EnergyInsights.net 
Oil price fall brings opportunity 01-05-2009 12:33 am

 

By Carola Hoyos in London

The collapse in oil prices had opened a huge opportunity for foreign investment in Iraq, officials and private investors said on Thursday.

Until recently, with prices above $100 a barrel, the biggest hurdle to foreign investment had been resistance by Iraqi officials, who believed they could rely on their oil revenue to drive hard bargains. This, said investors was a far greater barrier than even security when it came to making decisions on putting money into the country.

But now with prices about $50 a barrel, Iraqi officials had become far more receptive to the efforts of the World Bank and national development agencies to drum up investment and diversify the country’s economy away from oil, one UK official said.

The comments were made as an Iraqi delegation held meetings with some 250 private businesses ranging from HSBC Bank to BP. They were taking part in an investment conference in London organised by the UK’s Department for International Development.

At the meeting BMI, the UK airline, tentatively agreed to re-establish a direct flight between London’s Heathrow airport and Baghdad. Nigel Turner, BMI’s chief executive, told the FT that he expected the service to begin next spring, with an eye to establishing a daily flight that would make London the gateway to Baghdad.

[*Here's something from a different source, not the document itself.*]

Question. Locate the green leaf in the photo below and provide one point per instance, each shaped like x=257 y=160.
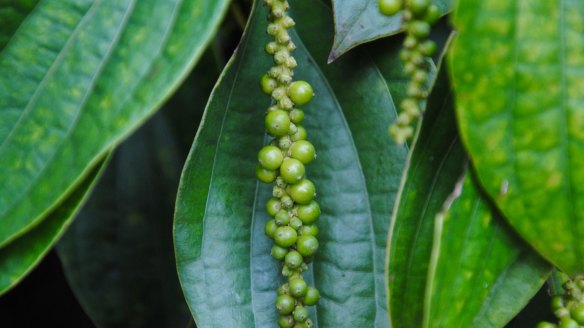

He thought the airline industry was facing the biggest crisis in its history. But he said BMI could not shy away from good business opportunities such as this.

“We fly to all the places that surround Iraq and a lot of our passengers are Iraqi,” he said, adding: “Iraq is potentially very prosperous ... and desperate for investment.”

He said he was confident that he would gain the permission he needed from the UK and Iraqi governments and that the two would sign the necessary bilateral agreements. Lord Mandelson, the UK’s secretary of state for business, and Nouri al-Maliki, Iraq’s prime minister, signed a broad-ranging memorandum of understanding Thursday to foster closer economic relations.

The memorandum was signed the same day UK troops ended their deployment in Iraq. “Today marks an historic point in UK-Iraq relations – the end of one phase of our relationship, based on military support, and the beginning of another, broader relationship,” Douglas Alexander, the UK’s international development secretary, told the conference. He pointed out that since the end of last year 19 UK companies had put forward $10bn (€7.6bn, £6.8bn) worth of investment proposals.

Several executives from large companies attending the conference privately said that having been hit by the recession their ability to make large investments in Iraq had diminished. But Hussein Isam al-Uzri, chairman of the Trade Bank of Iraq, put a positive spin on the downturn, arguing that Iraq had become more attractive to some, noting: “It’s not as easy as before to make money outside Iraq.”